Improving Adversarial Robustness in Weight-quantized Neural Networks
This work is significant for researchers and practitioners deploying neural networks on hardware platforms, as it aims to improve the adversarial robustness of quantized models, an incremental but important step for real-world applications.
This paper addresses the problem of adversarial vulnerability in weight-quantized neural networks. The authors propose a boundary-based retraining method combined with a nonlinear mapping method, which demonstrates improved accuracy restoration after quantization compared to baseline methods under both black-box and white-box adversarial attacks.

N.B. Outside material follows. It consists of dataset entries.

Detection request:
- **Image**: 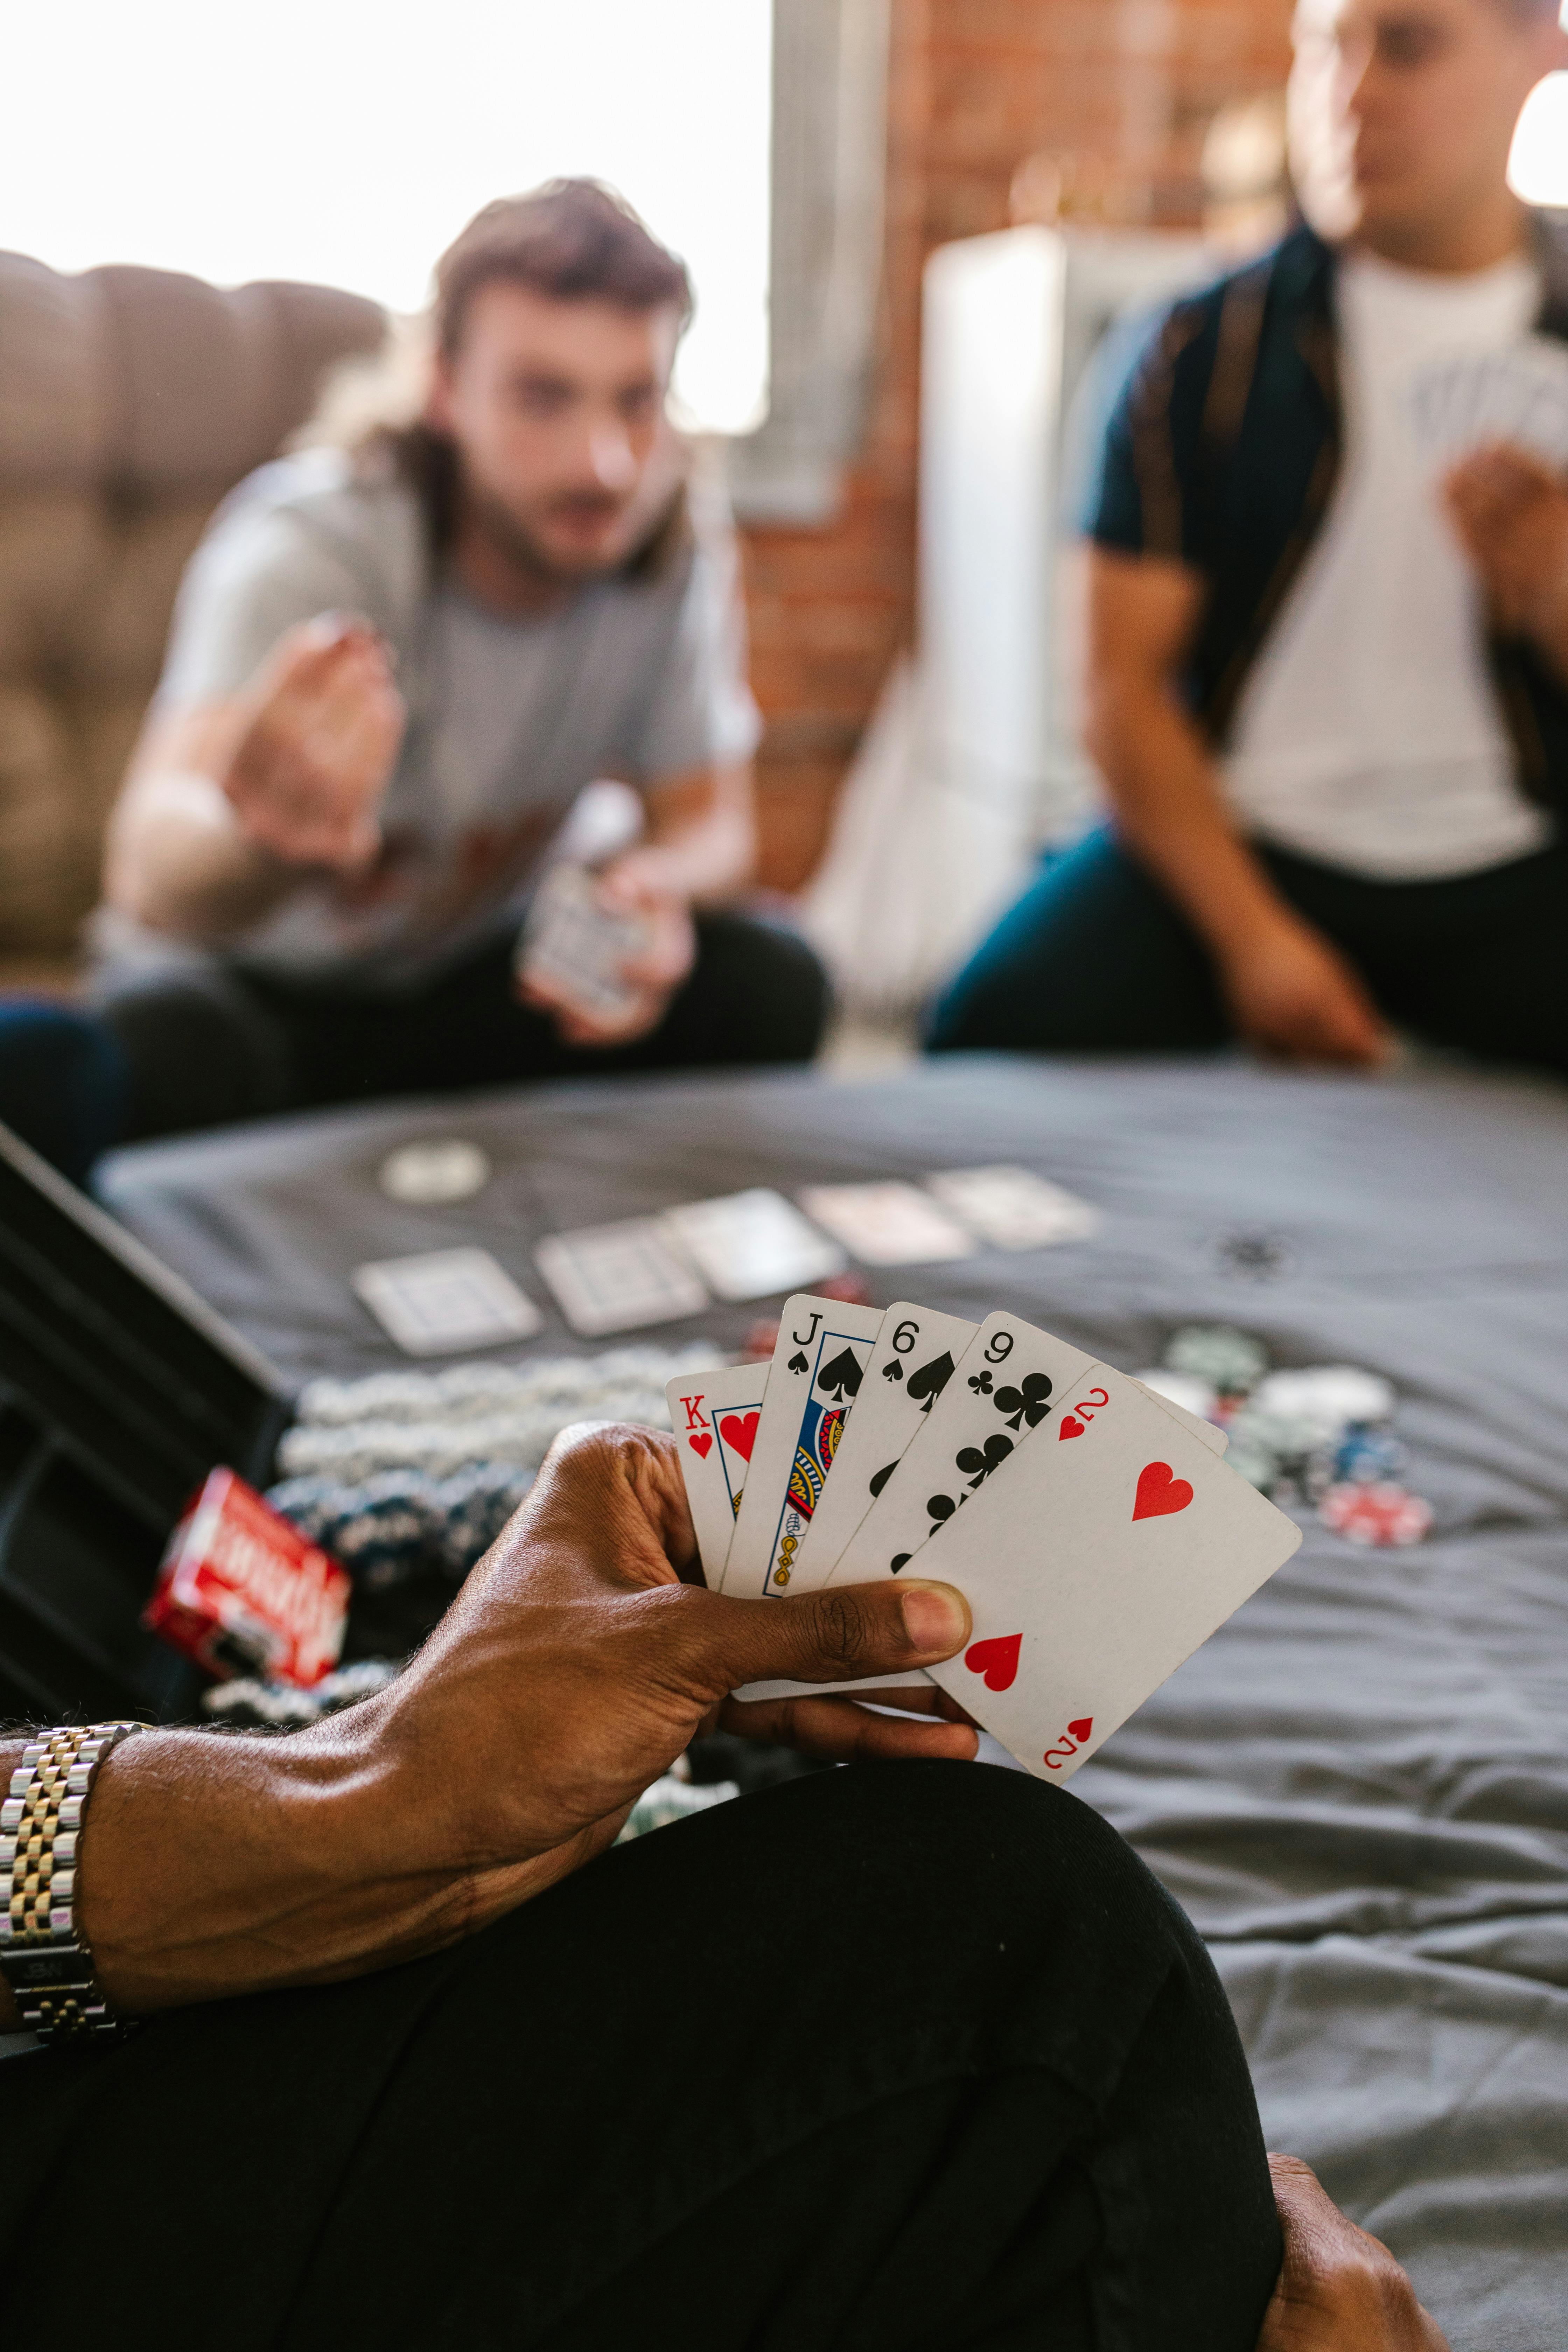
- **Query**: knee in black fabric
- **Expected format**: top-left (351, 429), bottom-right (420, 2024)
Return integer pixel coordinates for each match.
top-left (96, 965), bottom-right (294, 1141)
top-left (690, 912), bottom-right (831, 1063)
top-left (0, 999), bottom-right (131, 1184)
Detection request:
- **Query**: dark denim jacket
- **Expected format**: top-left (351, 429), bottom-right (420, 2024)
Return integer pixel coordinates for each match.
top-left (1086, 218), bottom-right (1568, 821)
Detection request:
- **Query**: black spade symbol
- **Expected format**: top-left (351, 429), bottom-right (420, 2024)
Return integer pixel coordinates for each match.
top-left (890, 1552), bottom-right (912, 1573)
top-left (817, 1347), bottom-right (863, 1403)
top-left (905, 1351), bottom-right (955, 1415)
top-left (881, 1357), bottom-right (904, 1381)
top-left (925, 1491), bottom-right (959, 1532)
top-left (787, 1350), bottom-right (810, 1376)
top-left (956, 1433), bottom-right (1014, 1489)
top-left (868, 1459), bottom-right (898, 1499)
top-left (994, 1373), bottom-right (1054, 1432)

Neural networks are getting deeper and more computation-intensive nowadays. Quantization is a useful technique in deploying neural networks on hardware platforms and saving computation costs with negligible performance loss. However, recent research reveals that neural network models, no matter full-precision or quantized, are vulnerable to adversarial attacks. In this work, we analyze both adversarial and quantization losses and then introduce criteria to evaluate them. We propose a boundary-based retraining method to mitigate adversarial and quantization losses together and adopt a nonlinear mapping method to defend against white-box gradient-based adversarial attacks. The evaluations demonstrate that our method can better restore accuracy after quantization than other baseline methods on both black-box and white-box adversarial attacks. The results also show that adversarial training suffers quantization loss and does not cooperate well with other training methods.